Saturday, 5 February 2011

Real-life lesson: Adhering to W3C standards is important

If I inherit another designer's website (this occurs frequently at the small business end and I've said enough about that elsewhere) I usually advise the client that time needs to be spent bringing the code up to W3C (or Worldwide web consortium) standards.  This is always quite a hard sell as the benefits are not always apparent to the client.  We know Search Engines will favour a standards-based site over a non-standard site; all other factors being equal - but that's reasonably low in the ranking factors - and we know that over time non-standard sites fail to display properly and need to be addressed at "some point".  But it's a hard sell when times are hard and each "buck" has to go to the biggest "bang".

Well, I was performing some changes today for a client whose site I originally inherited but have not worked on for about 4 months.  Being a large site however, and client cash having to go where it is needed most - I had not validated every single page in times past.  No trouble: everything displayed fine and pages were turning up in search results.

Lesson learned.  Just reviewing the site before doing my amends today I noticed some of the deeper pages had lost their formatting on the side menu.  This was only visible in Internet Explorer - a browser I have long-since abandoned in favour of Firefox - but it still needed addressing.

And I cast about the CSS first - nothing.  I compared other similar CSS in other sites.
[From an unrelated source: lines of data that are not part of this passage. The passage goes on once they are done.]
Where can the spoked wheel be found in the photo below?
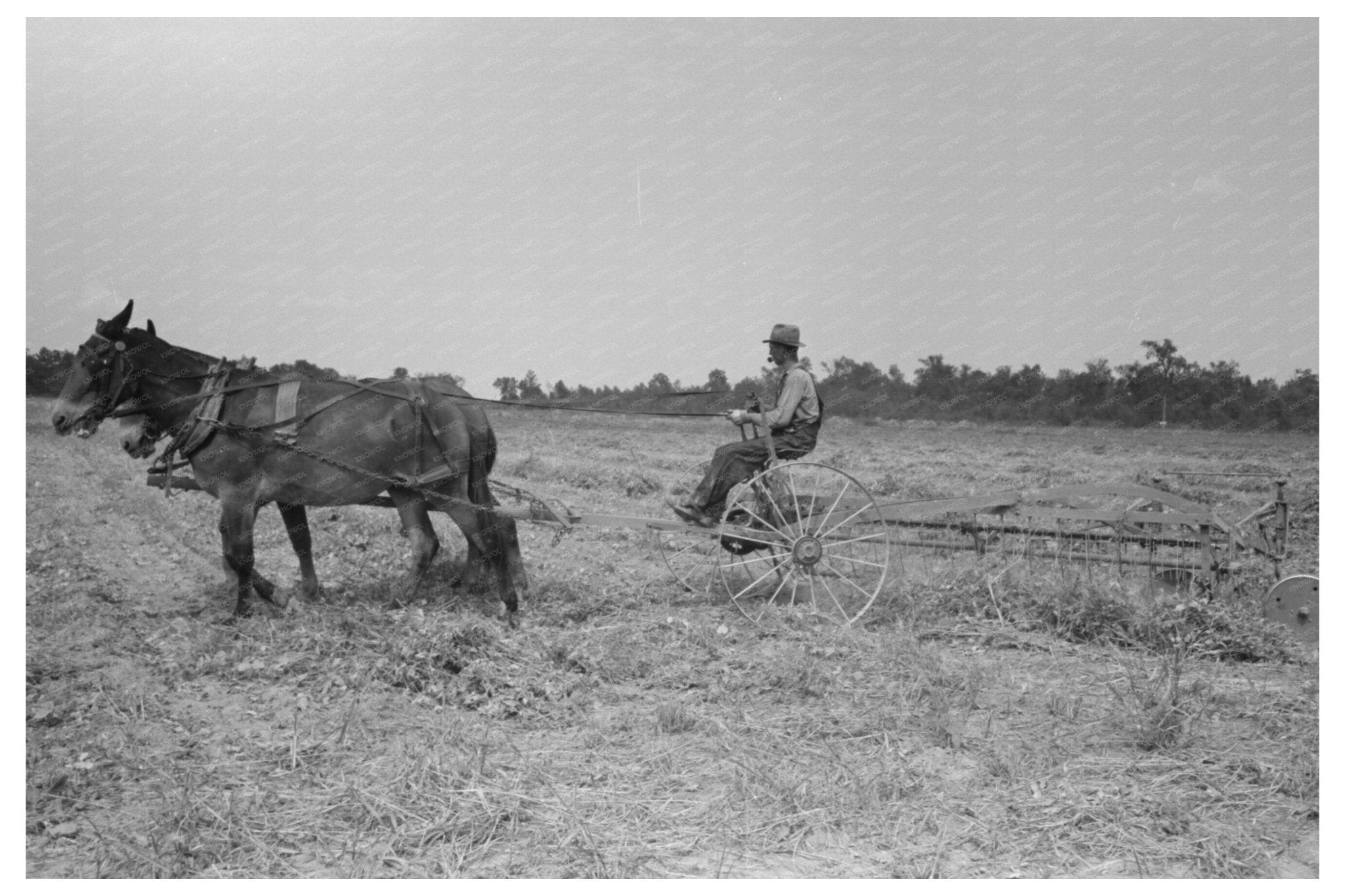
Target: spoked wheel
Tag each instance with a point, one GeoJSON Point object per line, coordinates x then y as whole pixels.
{"type": "Point", "coordinates": [803, 535]}
{"type": "Point", "coordinates": [693, 558]}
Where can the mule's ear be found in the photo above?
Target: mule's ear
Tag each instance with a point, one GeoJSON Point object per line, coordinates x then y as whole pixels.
{"type": "Point", "coordinates": [120, 322]}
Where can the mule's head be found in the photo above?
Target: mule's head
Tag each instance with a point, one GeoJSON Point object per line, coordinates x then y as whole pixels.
{"type": "Point", "coordinates": [101, 377]}
{"type": "Point", "coordinates": [139, 435]}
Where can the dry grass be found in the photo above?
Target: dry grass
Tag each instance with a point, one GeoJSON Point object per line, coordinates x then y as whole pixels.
{"type": "Point", "coordinates": [627, 729]}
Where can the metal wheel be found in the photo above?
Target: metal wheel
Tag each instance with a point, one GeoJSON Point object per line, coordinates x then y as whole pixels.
{"type": "Point", "coordinates": [693, 558]}
{"type": "Point", "coordinates": [803, 535]}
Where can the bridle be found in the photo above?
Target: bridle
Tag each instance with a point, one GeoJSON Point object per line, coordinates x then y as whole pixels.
{"type": "Point", "coordinates": [108, 364]}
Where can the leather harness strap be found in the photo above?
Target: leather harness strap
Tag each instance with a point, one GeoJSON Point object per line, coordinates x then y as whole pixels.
{"type": "Point", "coordinates": [287, 412]}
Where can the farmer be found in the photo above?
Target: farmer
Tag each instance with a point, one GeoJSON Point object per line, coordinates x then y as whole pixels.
{"type": "Point", "coordinates": [794, 422]}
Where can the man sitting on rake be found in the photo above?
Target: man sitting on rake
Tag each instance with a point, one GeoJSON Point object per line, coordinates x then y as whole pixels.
{"type": "Point", "coordinates": [793, 421]}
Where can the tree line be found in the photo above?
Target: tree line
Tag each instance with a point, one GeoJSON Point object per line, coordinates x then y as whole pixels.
{"type": "Point", "coordinates": [1164, 389]}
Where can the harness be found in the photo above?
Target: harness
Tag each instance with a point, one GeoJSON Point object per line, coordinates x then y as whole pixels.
{"type": "Point", "coordinates": [206, 419]}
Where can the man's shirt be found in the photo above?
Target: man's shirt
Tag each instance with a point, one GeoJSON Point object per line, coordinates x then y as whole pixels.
{"type": "Point", "coordinates": [797, 400]}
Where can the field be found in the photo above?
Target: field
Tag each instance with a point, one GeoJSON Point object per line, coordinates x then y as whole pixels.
{"type": "Point", "coordinates": [628, 729]}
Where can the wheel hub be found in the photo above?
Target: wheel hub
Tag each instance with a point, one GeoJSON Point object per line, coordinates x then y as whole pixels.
{"type": "Point", "coordinates": [807, 550]}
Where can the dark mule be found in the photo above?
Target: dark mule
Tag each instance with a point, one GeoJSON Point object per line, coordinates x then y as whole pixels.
{"type": "Point", "coordinates": [139, 436]}
{"type": "Point", "coordinates": [353, 442]}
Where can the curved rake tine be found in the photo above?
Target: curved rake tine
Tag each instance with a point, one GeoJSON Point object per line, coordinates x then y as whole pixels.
{"type": "Point", "coordinates": [862, 538]}
{"type": "Point", "coordinates": [843, 575]}
{"type": "Point", "coordinates": [871, 563]}
{"type": "Point", "coordinates": [843, 522]}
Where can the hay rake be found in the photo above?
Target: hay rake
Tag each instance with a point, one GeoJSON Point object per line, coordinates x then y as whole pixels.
{"type": "Point", "coordinates": [807, 536]}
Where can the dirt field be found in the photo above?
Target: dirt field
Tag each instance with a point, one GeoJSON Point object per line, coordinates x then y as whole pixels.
{"type": "Point", "coordinates": [626, 727]}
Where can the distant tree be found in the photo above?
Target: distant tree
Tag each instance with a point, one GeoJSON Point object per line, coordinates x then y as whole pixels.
{"type": "Point", "coordinates": [717, 382]}
{"type": "Point", "coordinates": [1169, 367]}
{"type": "Point", "coordinates": [303, 370]}
{"type": "Point", "coordinates": [529, 389]}
{"type": "Point", "coordinates": [452, 378]}
{"type": "Point", "coordinates": [46, 371]}
{"type": "Point", "coordinates": [935, 379]}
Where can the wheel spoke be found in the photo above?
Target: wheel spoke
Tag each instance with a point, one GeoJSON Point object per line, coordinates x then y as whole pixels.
{"type": "Point", "coordinates": [844, 486]}
{"type": "Point", "coordinates": [740, 563]}
{"type": "Point", "coordinates": [780, 515]}
{"type": "Point", "coordinates": [835, 601]}
{"type": "Point", "coordinates": [752, 513]}
{"type": "Point", "coordinates": [755, 581]}
{"type": "Point", "coordinates": [843, 575]}
{"type": "Point", "coordinates": [794, 496]}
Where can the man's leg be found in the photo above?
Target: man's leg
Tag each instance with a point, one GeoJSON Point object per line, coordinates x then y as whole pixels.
{"type": "Point", "coordinates": [732, 464]}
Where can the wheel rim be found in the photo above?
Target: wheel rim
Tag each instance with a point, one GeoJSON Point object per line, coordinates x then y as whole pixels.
{"type": "Point", "coordinates": [693, 559]}
{"type": "Point", "coordinates": [806, 536]}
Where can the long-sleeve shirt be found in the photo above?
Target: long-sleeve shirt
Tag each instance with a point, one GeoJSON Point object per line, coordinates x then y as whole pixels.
{"type": "Point", "coordinates": [797, 400]}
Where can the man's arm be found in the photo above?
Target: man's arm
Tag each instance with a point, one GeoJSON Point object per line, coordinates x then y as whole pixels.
{"type": "Point", "coordinates": [790, 398]}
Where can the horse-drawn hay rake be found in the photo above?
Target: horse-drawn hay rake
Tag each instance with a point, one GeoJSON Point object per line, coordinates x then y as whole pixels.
{"type": "Point", "coordinates": [808, 536]}
{"type": "Point", "coordinates": [798, 535]}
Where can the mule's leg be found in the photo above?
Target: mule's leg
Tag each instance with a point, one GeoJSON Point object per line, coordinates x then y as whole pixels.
{"type": "Point", "coordinates": [414, 515]}
{"type": "Point", "coordinates": [482, 527]}
{"type": "Point", "coordinates": [470, 576]}
{"type": "Point", "coordinates": [236, 534]}
{"type": "Point", "coordinates": [296, 526]}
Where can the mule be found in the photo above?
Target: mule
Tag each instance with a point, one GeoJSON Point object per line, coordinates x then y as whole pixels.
{"type": "Point", "coordinates": [351, 441]}
{"type": "Point", "coordinates": [139, 435]}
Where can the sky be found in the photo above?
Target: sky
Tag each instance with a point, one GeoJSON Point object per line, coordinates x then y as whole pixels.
{"type": "Point", "coordinates": [600, 200]}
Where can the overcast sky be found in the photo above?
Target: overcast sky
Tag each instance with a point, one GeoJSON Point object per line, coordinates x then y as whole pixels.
{"type": "Point", "coordinates": [602, 200]}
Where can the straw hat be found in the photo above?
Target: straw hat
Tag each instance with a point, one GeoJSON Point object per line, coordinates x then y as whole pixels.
{"type": "Point", "coordinates": [785, 335]}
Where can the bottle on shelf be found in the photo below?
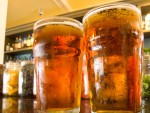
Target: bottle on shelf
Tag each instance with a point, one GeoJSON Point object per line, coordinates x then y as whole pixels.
{"type": "Point", "coordinates": [16, 43]}
{"type": "Point", "coordinates": [8, 47]}
{"type": "Point", "coordinates": [25, 42]}
{"type": "Point", "coordinates": [19, 42]}
{"type": "Point", "coordinates": [11, 48]}
{"type": "Point", "coordinates": [29, 41]}
{"type": "Point", "coordinates": [32, 39]}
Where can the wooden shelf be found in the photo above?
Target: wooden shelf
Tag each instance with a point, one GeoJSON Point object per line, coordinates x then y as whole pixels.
{"type": "Point", "coordinates": [19, 50]}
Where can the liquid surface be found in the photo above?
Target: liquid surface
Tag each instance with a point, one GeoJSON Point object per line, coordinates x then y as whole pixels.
{"type": "Point", "coordinates": [113, 46]}
{"type": "Point", "coordinates": [57, 50]}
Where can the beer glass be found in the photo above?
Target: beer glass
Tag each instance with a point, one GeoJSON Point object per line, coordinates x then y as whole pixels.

Nothing.  I checked the code between pages that were working and the pages that weren't.  Nothing obvious.

So I ran a standards check. 
I use CSE HTML Validator (no, this isn't an affiliate link) and ran it across the HTML.  "Ping!" "Ping!" "Ping!".  Out came the discrepancies one by one.  It was part of the original code I had inherited, generated out of an obscure CMS tool (and I've said enough about those vis a vis small business) that was doing it -
tags with no SPACE between the br and the / and mis-location of the IE=EmulateIE7 compatibility tag.  Fixed those - problem disappeared.

But it reinforced to me why it matters - when you may be forced to doubt your own rhetoric in front of clients.  Standards are important.